Графиня спала на втором этаже, в примыкающей к обеденной зале спальне, комната её дочери располагалась в мансарде, куда вела узкая лесенка, тёмная и крутая, почти такая же, как в башнях какого-нибудь готического собора.

Поднявшись к себе, Лана долго не могла уснуть, ворочалась, потом уселась на стул у окна и, распахнув занавески, долго смотрела на звёзды.

Глава 2

Озёрский уезд, 1920 год, август

«Поможем всем миром! В Озёрск продолжают приезжать беженцы из тех краёв нашей многострадальной родины, которые ещё не могут оправиться от голода и разрухи, произошедших в результате деятельности белых помещичье-буржуазных армий, империалистов и их приспешников. Приезжающие к нам люди, как известно, находят приют в гостинице имени деятеля французской революции тов. Робеспьера, а наша родная советская власть и комитет РКП (б) делают всё для того, чтобы беженцы как можно скорее вросли в процесс свободного труда на благо рабочего класса, хотя с этим, товарищи, ещё есть проблемы. Многие беженцы сильно истощены: в течение трёх дней в прилегающем к ж-д вокзалу скверу были найдены обескровленные и истощённые в крайней степени тела умерших в количестве шести! Товарищи! Не проходите мимо! Жертвуйте на помощь беженцам – вашим братьям по классу – продукты и кто что может.

Помощь принимается в кабинете № 22 на втором этаже бывшего правления С.-Петербургского коммерческого банка. Не будем же равнодушными, поможем всем миром!

Пролетарии всех стран, соединяйтесь! Мир хижинам – война дворцам!

Краскор тов. Митя Столяров».«Ведомости Озёрского уисполкома», номер 23 от 18 августа 1920 г.

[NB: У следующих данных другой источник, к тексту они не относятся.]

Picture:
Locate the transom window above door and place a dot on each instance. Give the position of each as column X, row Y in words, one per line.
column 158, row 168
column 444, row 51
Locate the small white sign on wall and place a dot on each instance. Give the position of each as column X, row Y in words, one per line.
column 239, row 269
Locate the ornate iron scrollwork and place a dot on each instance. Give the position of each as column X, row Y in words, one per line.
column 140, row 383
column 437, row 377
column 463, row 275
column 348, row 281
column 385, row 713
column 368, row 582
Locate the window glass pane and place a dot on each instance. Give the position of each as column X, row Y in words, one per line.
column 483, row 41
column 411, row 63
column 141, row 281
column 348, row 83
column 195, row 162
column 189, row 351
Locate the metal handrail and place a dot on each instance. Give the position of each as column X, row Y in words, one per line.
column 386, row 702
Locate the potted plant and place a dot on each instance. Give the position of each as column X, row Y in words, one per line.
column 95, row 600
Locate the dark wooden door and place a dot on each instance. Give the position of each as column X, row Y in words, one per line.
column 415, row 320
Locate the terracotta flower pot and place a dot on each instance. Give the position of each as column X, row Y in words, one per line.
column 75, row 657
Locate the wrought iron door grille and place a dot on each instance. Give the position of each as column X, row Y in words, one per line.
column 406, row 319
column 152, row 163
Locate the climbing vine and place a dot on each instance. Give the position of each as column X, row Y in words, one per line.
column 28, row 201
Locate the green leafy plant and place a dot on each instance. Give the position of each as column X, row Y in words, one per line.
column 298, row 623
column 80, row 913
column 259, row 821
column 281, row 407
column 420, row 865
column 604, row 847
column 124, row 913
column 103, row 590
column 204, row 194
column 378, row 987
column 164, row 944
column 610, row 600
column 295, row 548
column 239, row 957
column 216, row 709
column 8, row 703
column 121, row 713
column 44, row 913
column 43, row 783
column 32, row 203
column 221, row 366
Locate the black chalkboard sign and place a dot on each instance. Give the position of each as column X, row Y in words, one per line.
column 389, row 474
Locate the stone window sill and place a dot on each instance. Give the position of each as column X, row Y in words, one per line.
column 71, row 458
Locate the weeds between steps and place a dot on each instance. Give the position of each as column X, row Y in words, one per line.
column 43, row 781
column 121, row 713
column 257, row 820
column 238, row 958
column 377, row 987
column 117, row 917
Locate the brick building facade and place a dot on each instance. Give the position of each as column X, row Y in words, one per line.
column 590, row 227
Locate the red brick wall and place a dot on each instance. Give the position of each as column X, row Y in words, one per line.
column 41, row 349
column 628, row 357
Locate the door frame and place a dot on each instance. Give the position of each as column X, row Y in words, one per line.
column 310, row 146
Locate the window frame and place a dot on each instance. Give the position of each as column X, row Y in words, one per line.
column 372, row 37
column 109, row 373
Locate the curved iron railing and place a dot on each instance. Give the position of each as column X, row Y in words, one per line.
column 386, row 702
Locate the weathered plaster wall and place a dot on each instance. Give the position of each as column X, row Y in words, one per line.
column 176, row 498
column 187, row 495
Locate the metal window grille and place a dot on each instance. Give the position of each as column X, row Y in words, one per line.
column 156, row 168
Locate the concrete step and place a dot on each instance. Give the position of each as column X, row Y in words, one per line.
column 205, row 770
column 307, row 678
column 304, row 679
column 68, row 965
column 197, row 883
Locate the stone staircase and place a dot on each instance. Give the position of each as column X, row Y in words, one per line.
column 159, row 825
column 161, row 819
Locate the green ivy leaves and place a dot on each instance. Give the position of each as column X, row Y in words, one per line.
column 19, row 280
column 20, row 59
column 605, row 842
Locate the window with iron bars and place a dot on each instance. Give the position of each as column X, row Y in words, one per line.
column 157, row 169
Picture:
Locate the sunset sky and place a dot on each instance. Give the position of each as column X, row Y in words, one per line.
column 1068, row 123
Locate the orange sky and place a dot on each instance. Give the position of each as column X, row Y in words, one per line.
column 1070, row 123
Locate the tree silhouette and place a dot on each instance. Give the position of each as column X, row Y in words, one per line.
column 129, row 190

Краскор товарищ Митя Столяров, белобрысый юноша лет девятнадцати, сутулый и щуплый, с красными от недосыпания – по ночам писал заметки – глазами, нынче чувствовал себя, как никогда, прекрасно! Ещё бы! В «Ведомостях», наконец-то, выдали обещанные гонорары, причём совершенно роскошным пайком: каравай хлеба, полдюжины гусиных яиц и полмешка картошки! А если учесть, что у Мити ещё имелся припрятанный шмат сала, выменянный на местном рынке у черноглазого спекулянта за пару почти новых обмоток, то… можно себе представить все предвкушения одиноко живущего молодого человека без особых возможностей, но, бесспорно – таланта, непризнанного пока ещё поэта и будущего столпа советской периодики.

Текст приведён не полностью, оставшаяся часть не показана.